Deuxième journée sous le soleil au Printemps de Bourges (après le bon concert de la veille avec Adam Green, French Cowboy, Cocoon, Syd Matters, Hushpuppies, La Maison Tellier, Constance Verluca), avec au programme un concert au Phénix (sorte de zénith provisoire mal sonorisé) avec Deportivo, The Do (qui remplacent Babyshambles, Pete Doherty étant en prison... ), The Kooks et BB Brunes. Ne goûtant guère la soupe soit-disant rock de Deportivo et le revival yéyé risible des BB Brunes, c'est le milieu de l'affiche qui nous intéressera aujourd'hui...
The Do :
Cela faisait une année que nous boycottions le Phénix (pour cause de programmation peu intéressante) et dès les premières notes de The Do, l'on se souvient qu'il y avait une autre bonne raison à cette décision : un son proprement infect, le genre de truc à te dégoûter de tout concert dans un zénith, et ce pour longtemps. Aperçu dans de très bonnes conditions - sur une scène plus petite, avec un son digne de ce nom - aux Transmusicales de Rennes, le groupe français qui cartonne en ce moment a fait ce qu'il a pu avec les circonstances du jour : ça résonne ignoblement, on se croirait dans une halle aux bestiaux... Dans ces conditions, difficile d'apprécier à leur juste valeur les chansons délicates et classe de The Do. Malgré tout, la voix superbe de la chanteuse et la qualité des morceaux arrivent à faire passer un bon moment ; mais on est loin du concert enthousiasmant de Rennes. Grâce à ses qualités scèniques, à ses tubes (On my shouders, At last etc) et à sa reprise du Crazy de Gnarls Barkley (refrain repris en choeur par la très jeune chorale de la fosse... ), The Do a presque réussi à faire oublier aux kids la défection des Babyshambles.
The Kooks :
Le public - très jeune et très nombreux - est de toutes façons là pour faire un triomphe aux BB Brunes et aux Kooks, qui sont quand même d'un autre niveau que nos nouvelles stars hexagonales (rires). Dès les premières notes du concert de jeunes Anglais de The Kooks, on revit les scènes d'hystérie collective qu'avaient connues les Beatles en leur temps : fosse en ébullition (tout le monde saute à pieds joints), cris surraigus, aplaudissements interminables, c'est un plébiscite pour la musique tubesque des Kooks ! Sorte de croisement pop/folk/rock entre The Libertines, Bob Dylan, Arctic Monkeys, Supergrass, David Bowie et - ouch ! - Police, la musique du groupe de Luke Pritchard est directe, fraiche, facile d'accès et ultra entrainante. Même si l'on n'est pas une jeune fille toute émoustillée par Luuuuuuuuuke, il faut reconnaitre le côté percutant du show ; les tubes s'enchainent, le son est meilleur que pour The Do et le combo sait varier les plaisirs en alternant rock hystériques et pop songs folk. Certes, le chanteur en fait parfois un peu trop pour impressionner les donzelles (cf ses maniérismes excessifs sur Always where I want to be) mais il faut reconnaitre à ce gamin doué un charisme incroyable et un aplomb impressionnant : il emmène la troupe de main de maître, bien aidé par un guitariste lead en forme, un batteur "lapin Duracell" et un bassiste impeccable. Deux ans seulement après sa première tournée, jouer seul avec sa guitare devant 5000 personnes pour le rappel ne lui fait pas peur non plus ; décidément ce Mr Pritchard assure comme un grand !

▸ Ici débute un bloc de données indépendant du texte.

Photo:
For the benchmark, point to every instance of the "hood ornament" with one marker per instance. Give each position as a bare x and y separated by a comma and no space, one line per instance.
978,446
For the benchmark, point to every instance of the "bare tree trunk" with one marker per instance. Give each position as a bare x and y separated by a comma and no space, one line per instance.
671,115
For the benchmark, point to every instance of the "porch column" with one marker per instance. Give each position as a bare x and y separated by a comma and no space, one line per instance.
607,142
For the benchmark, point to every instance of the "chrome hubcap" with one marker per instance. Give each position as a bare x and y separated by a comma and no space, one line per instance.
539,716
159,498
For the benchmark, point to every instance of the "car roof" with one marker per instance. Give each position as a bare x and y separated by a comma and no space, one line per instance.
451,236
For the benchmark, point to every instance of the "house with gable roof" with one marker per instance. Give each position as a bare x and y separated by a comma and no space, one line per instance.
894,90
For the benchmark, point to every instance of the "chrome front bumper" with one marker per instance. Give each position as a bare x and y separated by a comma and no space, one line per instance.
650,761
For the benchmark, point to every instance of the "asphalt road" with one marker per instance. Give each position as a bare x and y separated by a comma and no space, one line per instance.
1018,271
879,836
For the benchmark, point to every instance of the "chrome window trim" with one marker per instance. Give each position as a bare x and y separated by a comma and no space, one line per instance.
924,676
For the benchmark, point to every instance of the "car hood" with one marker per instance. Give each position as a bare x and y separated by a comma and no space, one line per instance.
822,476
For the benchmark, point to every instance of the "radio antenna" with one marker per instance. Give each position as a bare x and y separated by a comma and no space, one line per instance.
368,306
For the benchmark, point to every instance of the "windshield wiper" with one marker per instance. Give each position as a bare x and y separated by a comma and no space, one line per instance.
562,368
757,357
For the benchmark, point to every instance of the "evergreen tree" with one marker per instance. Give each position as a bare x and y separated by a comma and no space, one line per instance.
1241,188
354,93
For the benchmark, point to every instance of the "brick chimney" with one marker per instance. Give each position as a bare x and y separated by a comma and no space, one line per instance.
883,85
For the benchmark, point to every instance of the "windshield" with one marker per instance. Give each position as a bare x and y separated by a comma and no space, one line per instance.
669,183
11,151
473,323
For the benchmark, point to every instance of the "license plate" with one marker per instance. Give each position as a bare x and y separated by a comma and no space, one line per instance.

Direction la sortie juste après, revoir les BB Brunes deux mois après leur "superbe" prestation à la Coopérative de Mai constituerait un acte de pur masochisme... L'acteur Luis Rego, présent sur le festival, devrait faire son mea culpa public et présenter ses excuses pour avoir offert sa première guitare au jeune Adrien, futur leader des BB Brunes... Sans cet acte aussi irresponsable que criminel, on aurait pu éviter des drames auditifs comme Diiiiiiiiis moooooi. Dommage !
>> Réponse (le 17/04/2008 par H.) Le Phénix / bourges - 16 avril 2008 NON !
Effectivement le son du Phénix était PLUS que lamentable, il était impossible de comprendre un mot de ce que .../...La suite
Louise Attaque 30 avril 2006- Phenix à Bourges Salut,j'ai trouvé leur concert super a part l'attente qui à été très longue avant de les voir (3h pour les autres groupes et 1 heure de louise attaque, c'était dommage!!!!) Réagir à cette critique
Hushpuppies + Katerine + Arctic Monkeys + Deus + Dionysos 29 avril 2006- Bourges (Printemps de Bourges) Le Phoenix n'est pas ma salle de concert préférée (loin de la!) mais cette soirée au Phoenix était simplement exceptionnelle !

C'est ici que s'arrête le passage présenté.